I took delivery on one of these today. This is my first Japanese chef knife. This thing looks great and feels great in the hand. Can't wait to put it to use. Thanks Jon!


----------



## gregcss

Also, should I seal the handle and saya? I think I've read folks using oil and/or waxes. I have mineral oil and boos board cream (oil/wax mix) that I use on my boards. The boards do leave a little bit of oily feel in the hands so I would not want to use mineral oil on the knife handle or saya.


----------



## JBroida

board wax should work fine... i dont always use it right off the bat, but when the wood starts to feel or look dry, i give it a light coating


----------



## gregcss

JBroida said:


> board wax should work fine... i dont always use it right off the bat, but when the wood starts to feel or look dry, i give it a light coating



Thanks. I applied the board cream to the saya and handle as preventative maintenance. Wiped off and will let soak in over night.


----------



## KrutoyNozh

I have the 240mm Ikazuchi and it's been an amazing knife so far; some cucumbers have had their way with the core steel, and there it now sports a mild patina. For the handle and saya, I've used the JKI saya and handle wax. It's been wonderful for this and all of my other knives, and adds a noticeably darker, richer color--which I really appreciate--in addition to whatever its protective qualities may be. So a huge thumbs up (albeit from a novice!) on both the knife and the wax.


----------



## gregcss

KrutoyNozh said:


> I have the 240mm Ikazuchi and it's been an amazing knife so far; some cucumbers have had their way with the core steel, and there it now sports a mild patina. For the handle and saya, I've used the JKI saya and handle wax. It's been wonderful for this and all of my other knives, and adds a noticeably darker, richer color--which I really appreciate--in addition to whatever its protective qualities may be. So a huge thumbs up (albeit from a novice!) on both the knife and the wax.

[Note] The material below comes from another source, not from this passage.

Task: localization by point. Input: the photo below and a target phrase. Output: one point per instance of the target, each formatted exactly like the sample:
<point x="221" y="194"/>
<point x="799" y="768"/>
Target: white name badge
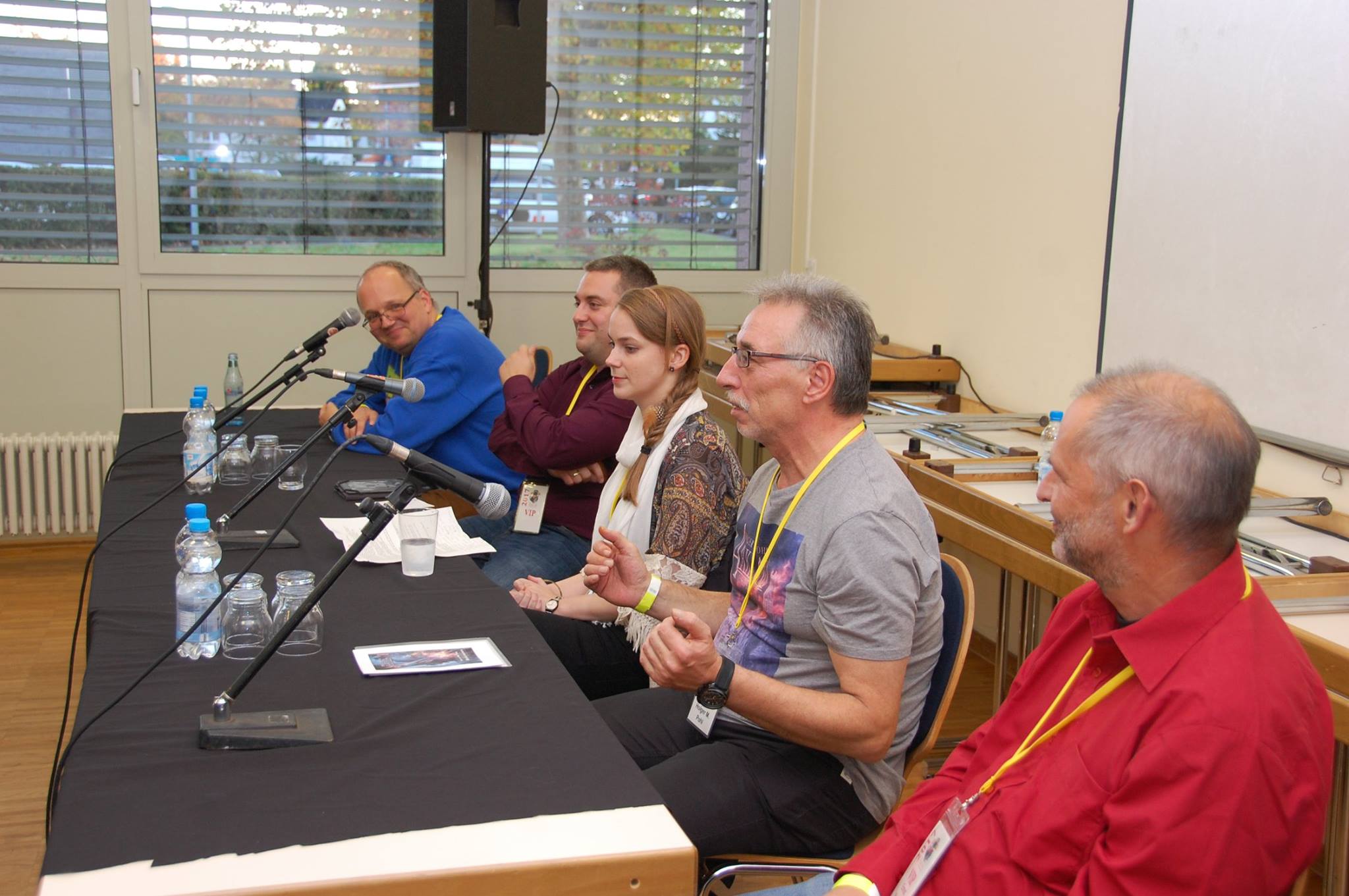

I've had mine for a few months now. It's my first j knife and like it. Tomatoes seem to be a minor challenge but the performance there is directly related to my sharpening.


----------



## Sharp-Hamono

augerpro said:


> I imagine the ho wood handle helps tilt the balance forward which IMHO helps with momentum chopping. So bottom line, more weight than a laser, but a thin grind that performs well, and good steel and price? So if you don't need a weighty knife for chopping, a pretty fantastic knife at the price?





Castalia said:


> My 240mm Ikazuchi gyuto is 135 g. In comparison I just weighed my shigefusa 210mm gyuto and it was 172g.




I have an Ikazuchi 240mm and it's the lightest gyuto I own, but the balance is so much farther forward of where I'd normally grip that it really does give the knife a good weighty feel on the cutting board. Mine comes in at around 144 grams on my (cheap) postal scale. Mine also measures a bit longer than some other 240's. The length of the edge is about 1/4" longer than the edge on my Tanaka 240 and almost 3/4" longer than on my Gesshin Uraku W#2 240 (which seems to run a little short itself).


----------